Cable does have lots of competition....their customer/ consumer! At least that is how we are treated on Avg.


----------



## tripplej (Oct 23, 2011)

So, let me get this straight..

This "service" which you pay $8 a month is to get over the air reception for your computer and tablet? 

I would assume you need wifi at a min to get this service.

This would be good way to catch sports live (when aired on local network tv channels) when you are outside your home or away from your tv.


----------



## WooferHound (Dec 8, 2010)

This is what Cable TV used to be . . . CATV Community Antenna TeleVision , except it's through the internet ?


----------



## tripplej (Oct 23, 2011)

Instead of watching over the air reception on the TV, you can watch it on your tablet and/or smart phones.

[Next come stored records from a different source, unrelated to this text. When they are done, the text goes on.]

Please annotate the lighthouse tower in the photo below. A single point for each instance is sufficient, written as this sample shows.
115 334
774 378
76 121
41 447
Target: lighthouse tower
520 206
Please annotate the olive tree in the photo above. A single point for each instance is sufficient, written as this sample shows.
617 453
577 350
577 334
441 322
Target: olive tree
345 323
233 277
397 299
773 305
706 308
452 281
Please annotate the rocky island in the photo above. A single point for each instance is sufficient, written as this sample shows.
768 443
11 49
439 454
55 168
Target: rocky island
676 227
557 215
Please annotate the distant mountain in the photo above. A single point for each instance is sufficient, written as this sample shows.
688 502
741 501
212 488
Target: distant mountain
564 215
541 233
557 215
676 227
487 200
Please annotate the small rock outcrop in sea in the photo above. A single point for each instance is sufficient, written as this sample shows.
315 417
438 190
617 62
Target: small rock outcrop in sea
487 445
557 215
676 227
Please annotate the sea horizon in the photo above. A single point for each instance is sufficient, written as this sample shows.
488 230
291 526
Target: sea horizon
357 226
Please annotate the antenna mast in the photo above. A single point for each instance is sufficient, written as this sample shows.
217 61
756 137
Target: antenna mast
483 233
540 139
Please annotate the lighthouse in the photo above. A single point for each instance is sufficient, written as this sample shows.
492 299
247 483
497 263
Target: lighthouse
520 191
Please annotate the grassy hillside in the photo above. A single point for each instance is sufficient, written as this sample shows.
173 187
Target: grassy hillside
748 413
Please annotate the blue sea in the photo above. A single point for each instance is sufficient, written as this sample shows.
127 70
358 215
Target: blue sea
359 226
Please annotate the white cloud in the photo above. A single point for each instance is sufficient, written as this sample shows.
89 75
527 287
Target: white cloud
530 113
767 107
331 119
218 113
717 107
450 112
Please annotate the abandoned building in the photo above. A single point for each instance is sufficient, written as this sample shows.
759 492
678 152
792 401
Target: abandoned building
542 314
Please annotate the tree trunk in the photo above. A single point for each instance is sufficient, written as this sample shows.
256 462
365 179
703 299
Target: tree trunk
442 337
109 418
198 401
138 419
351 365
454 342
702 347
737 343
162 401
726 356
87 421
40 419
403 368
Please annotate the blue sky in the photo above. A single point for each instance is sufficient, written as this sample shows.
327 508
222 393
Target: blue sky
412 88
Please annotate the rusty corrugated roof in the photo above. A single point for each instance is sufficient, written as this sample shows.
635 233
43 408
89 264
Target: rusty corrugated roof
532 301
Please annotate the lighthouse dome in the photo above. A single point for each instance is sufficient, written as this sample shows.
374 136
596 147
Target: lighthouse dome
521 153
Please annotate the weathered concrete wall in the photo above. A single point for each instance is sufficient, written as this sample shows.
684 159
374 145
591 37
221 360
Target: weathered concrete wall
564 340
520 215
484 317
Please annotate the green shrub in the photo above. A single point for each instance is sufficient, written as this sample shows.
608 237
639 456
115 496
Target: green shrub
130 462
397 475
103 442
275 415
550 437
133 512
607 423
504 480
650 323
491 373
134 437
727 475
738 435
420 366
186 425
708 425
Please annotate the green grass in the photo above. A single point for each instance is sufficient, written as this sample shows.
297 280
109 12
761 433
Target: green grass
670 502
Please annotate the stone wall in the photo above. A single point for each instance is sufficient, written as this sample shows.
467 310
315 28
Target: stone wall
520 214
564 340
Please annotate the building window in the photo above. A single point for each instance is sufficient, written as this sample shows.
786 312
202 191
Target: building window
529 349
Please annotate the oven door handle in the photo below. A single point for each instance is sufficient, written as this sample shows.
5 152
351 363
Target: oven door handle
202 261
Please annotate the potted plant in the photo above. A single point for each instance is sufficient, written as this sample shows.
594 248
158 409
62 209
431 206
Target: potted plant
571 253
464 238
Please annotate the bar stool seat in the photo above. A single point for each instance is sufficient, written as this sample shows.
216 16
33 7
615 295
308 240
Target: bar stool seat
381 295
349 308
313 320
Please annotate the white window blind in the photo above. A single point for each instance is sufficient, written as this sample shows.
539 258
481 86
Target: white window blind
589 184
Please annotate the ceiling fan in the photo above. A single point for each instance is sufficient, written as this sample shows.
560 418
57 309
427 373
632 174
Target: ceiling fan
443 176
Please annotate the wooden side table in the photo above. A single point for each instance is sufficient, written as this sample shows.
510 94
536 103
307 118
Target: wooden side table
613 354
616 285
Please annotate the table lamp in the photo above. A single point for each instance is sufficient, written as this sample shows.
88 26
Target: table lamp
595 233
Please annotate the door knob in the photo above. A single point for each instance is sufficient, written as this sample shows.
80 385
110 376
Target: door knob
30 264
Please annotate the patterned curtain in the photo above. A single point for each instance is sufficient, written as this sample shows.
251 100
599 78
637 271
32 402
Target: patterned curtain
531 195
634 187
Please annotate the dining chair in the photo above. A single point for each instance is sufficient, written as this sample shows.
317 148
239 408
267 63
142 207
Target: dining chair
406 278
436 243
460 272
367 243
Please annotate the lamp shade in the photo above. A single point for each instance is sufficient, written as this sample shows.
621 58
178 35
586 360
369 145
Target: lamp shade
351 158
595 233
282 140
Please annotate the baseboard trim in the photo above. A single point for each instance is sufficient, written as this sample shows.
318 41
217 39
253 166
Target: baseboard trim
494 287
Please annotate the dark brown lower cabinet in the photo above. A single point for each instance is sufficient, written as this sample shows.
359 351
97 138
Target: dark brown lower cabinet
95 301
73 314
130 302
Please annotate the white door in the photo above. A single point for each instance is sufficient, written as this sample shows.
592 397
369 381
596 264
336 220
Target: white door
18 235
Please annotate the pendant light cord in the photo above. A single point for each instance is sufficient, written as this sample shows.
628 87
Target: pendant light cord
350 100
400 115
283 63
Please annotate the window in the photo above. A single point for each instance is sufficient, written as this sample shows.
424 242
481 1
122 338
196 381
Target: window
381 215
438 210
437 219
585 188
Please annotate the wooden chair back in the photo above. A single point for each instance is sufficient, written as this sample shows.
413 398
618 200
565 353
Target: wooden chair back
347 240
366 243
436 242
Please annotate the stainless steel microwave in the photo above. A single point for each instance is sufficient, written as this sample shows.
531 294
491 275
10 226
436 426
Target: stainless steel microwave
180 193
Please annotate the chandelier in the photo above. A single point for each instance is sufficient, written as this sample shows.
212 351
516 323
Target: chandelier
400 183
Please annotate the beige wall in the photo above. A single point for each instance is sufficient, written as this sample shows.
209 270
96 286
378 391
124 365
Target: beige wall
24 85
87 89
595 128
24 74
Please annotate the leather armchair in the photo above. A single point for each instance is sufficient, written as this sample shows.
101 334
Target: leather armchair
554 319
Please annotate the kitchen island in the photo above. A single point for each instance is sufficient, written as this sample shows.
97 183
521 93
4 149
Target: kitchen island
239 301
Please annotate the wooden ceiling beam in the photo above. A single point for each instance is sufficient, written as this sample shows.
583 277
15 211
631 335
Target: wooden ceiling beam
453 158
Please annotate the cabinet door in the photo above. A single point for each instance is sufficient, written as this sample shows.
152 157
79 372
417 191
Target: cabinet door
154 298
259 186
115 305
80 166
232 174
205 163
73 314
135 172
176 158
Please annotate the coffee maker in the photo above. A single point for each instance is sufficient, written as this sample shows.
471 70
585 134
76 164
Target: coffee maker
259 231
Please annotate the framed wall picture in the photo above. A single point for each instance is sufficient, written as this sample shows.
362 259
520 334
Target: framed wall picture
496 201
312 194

The first round of lawsuits went to Aereo but I suspect we haven't heard the end yet.. The broadcast networks are getting ready for round 2. It should be interesting to see how it goes.


----------



## Keith Dorset (Apr 18, 2013)

I signed up for Aereo notification when they open in DC. I have little use for cable or it's costs and the bureaucratic hassle they put their customers through. Verizon is not that much better. DC has an adequate over the air broadcast list for me. However, I am in a town 2 counties out. My antenna reception is good on some channels, spotty on some, and now that leaves are on the trees, non-existent on some until fall. 8 bucks is not bad to get reliable reception from an antenna that will be, in essence, 30 miles closer to the broadcast sources. If it proves reliable I plan to get a Roku box and receive it that way. My biggest question now is whether my current higher-data-rate-than-basic DSL service plan will be adequate or if I will have to step up to cable or FIOS internet access. Does anyone in NYC or Boston have experience with it?


----------